When I say that I spent a winter living near a beach in France, most people assume I’m talking about the French Riviera—home of glamorous Nice and glittering Monaco. And while I’ve certainly dipped my toes in the water off the coasts of both those places, where I actually chose to spend my time was on the southwestern coast of French, just north of the Spanish border.
This region is known as the French Basque Country. It has its own language, food traditions and culture and is neither entirely French or entirely Spanish. There’s lots of reasons why you should you visit, loads of charming places to stay and plenty to keep you entertained.
Read on for the inside scoop…
Where to Stay
The regional capital is Bayonne—an inland city known for its chocolate—but if you’re going to Basque Country, I recommend staying closer to the beach and making Bayonne, which is quieter and less bustling, a day trip instead.
For those who love movement, hustle, shopping, lots of restaurant choices, pretty promenades and more than a little glitz…Biarritz is the place to be. The town is home to some of the region’s most popular tourist attractions—including the big local casino—and is a popular playground for the glitterati.
If you’re more interested in a quiet place to retreat after a day of exploring the region, head for Saint-Jean-de-Luz—my personal favourite spot in the area. Home to a cute, busy town centre and an equally cute and busy beachfront promenade lined with characteristic Basque-style townhomes, Saint-Jean-de-Luz also has a quieter side. Keep walking north along the main promenade and through the park and the crowds will thin as you get into quieter residential areas along the coast. Saint-Jean is also a great base for those doing a lot of exploring by train.

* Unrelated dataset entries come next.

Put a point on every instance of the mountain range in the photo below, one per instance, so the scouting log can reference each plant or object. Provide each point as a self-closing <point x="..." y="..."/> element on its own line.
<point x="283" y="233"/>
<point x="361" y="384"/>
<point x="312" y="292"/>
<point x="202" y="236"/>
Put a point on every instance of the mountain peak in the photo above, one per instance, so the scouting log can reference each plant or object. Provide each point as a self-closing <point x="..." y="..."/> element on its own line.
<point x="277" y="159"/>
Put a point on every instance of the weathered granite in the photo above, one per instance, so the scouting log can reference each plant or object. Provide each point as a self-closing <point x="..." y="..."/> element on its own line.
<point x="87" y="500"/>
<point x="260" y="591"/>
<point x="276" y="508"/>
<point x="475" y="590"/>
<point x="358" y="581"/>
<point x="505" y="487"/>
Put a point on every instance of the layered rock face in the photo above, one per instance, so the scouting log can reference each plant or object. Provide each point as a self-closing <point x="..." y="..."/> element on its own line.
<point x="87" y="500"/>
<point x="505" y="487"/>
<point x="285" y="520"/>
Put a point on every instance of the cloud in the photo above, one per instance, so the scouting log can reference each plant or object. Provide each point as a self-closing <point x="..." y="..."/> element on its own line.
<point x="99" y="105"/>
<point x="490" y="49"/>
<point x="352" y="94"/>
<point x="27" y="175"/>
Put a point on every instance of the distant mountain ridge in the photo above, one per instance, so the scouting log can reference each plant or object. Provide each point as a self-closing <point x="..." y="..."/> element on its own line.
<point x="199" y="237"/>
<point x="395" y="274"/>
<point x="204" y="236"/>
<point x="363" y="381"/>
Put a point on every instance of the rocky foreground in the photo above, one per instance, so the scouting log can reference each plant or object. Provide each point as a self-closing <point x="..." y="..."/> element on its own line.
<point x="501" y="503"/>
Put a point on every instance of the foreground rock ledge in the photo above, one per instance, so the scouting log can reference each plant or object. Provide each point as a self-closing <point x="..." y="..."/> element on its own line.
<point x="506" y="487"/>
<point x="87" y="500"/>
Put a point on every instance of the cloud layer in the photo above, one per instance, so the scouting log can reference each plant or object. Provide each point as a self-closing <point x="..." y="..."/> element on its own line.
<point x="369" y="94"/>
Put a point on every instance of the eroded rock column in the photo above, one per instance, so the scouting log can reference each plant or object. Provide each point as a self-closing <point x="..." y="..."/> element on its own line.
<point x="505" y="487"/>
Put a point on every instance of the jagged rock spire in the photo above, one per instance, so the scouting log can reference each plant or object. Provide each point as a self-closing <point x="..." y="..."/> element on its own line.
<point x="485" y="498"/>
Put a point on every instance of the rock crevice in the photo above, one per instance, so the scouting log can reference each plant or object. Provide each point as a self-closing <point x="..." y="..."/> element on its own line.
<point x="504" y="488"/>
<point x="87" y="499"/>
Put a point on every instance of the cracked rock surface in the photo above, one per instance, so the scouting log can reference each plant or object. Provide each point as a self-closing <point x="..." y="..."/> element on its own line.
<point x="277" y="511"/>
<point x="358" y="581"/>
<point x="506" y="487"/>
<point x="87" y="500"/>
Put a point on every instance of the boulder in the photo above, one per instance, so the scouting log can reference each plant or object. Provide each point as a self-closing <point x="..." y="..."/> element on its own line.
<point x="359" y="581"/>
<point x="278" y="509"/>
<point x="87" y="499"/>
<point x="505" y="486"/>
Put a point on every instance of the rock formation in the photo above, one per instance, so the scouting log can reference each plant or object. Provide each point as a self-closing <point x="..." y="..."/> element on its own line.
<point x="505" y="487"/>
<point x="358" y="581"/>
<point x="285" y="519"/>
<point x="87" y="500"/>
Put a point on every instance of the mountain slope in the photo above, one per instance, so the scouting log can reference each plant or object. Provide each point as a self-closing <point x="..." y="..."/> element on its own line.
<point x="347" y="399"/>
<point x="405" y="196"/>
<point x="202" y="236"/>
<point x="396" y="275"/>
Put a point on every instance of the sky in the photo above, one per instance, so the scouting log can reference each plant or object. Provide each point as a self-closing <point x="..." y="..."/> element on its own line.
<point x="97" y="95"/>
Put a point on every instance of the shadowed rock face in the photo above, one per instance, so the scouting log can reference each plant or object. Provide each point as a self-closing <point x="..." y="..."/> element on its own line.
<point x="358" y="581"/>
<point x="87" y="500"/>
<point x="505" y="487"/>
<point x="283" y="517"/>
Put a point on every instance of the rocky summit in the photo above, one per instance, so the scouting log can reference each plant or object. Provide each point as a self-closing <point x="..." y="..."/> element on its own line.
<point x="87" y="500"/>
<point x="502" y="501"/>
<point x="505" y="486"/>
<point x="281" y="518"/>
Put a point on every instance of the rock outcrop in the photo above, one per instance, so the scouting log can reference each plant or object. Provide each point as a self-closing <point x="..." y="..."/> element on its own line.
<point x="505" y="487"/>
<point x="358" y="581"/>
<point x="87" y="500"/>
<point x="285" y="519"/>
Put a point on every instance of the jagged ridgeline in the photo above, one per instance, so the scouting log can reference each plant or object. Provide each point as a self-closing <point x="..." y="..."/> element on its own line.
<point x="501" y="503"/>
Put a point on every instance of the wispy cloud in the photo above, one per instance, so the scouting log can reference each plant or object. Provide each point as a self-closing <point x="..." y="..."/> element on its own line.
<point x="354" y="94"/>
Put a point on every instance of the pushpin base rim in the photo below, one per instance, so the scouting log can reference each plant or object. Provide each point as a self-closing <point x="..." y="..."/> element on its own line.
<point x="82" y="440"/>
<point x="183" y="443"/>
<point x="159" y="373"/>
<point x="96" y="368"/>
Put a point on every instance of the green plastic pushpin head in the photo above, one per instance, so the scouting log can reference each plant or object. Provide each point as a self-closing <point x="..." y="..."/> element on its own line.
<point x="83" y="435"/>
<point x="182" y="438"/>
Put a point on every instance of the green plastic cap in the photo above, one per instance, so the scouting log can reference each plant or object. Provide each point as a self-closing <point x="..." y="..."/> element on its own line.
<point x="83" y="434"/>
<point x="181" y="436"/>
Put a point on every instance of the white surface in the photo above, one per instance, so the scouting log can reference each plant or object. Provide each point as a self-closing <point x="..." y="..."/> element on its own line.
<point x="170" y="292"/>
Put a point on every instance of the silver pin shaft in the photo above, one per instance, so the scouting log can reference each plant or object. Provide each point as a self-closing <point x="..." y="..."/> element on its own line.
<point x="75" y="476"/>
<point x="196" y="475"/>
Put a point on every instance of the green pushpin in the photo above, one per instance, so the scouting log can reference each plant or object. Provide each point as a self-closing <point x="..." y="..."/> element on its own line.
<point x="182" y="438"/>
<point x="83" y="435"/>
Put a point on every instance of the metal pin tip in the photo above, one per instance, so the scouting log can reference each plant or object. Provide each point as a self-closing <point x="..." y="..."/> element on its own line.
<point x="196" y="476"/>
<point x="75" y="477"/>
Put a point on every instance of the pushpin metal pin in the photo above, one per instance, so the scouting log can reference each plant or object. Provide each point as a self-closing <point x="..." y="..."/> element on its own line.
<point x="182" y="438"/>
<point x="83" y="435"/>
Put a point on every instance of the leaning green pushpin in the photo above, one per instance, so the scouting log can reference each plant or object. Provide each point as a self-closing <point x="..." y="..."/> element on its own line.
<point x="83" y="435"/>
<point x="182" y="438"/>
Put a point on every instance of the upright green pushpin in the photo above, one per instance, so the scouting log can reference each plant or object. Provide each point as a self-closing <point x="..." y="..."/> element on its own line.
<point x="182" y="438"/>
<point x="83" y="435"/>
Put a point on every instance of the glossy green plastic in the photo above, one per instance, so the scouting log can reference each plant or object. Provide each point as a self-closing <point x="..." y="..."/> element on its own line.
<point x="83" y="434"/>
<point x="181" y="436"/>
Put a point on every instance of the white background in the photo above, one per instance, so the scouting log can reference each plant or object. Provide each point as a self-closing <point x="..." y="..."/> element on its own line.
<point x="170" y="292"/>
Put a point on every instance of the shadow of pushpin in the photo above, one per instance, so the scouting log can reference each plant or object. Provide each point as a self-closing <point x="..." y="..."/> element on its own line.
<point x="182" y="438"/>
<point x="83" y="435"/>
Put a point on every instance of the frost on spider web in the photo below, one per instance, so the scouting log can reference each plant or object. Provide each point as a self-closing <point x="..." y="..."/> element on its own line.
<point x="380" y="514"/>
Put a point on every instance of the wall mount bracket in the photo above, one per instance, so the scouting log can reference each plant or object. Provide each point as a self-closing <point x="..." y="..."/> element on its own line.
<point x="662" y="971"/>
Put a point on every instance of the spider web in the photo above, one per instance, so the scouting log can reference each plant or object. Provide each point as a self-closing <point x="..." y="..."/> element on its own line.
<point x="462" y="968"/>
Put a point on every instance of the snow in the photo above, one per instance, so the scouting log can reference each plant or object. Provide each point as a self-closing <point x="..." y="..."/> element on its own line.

The station is right in the heart of town (as opposed to Biarritz, where you’ll need to catch a bus to the train station just outside town).
Bayonne, the capital of the region, just a short bus ride from beachfront Biarritz, is where chocolate was first introduced in France. Brought in from Spain in the 1600s, early chocolate here was served hot, hand-whipped, slightly bitter and with handmade cream. Today, you can still find it served that way at Cazenave (19 Arceaux du Port-Neuf). Locals have theirs with a thick slice of buttered bread.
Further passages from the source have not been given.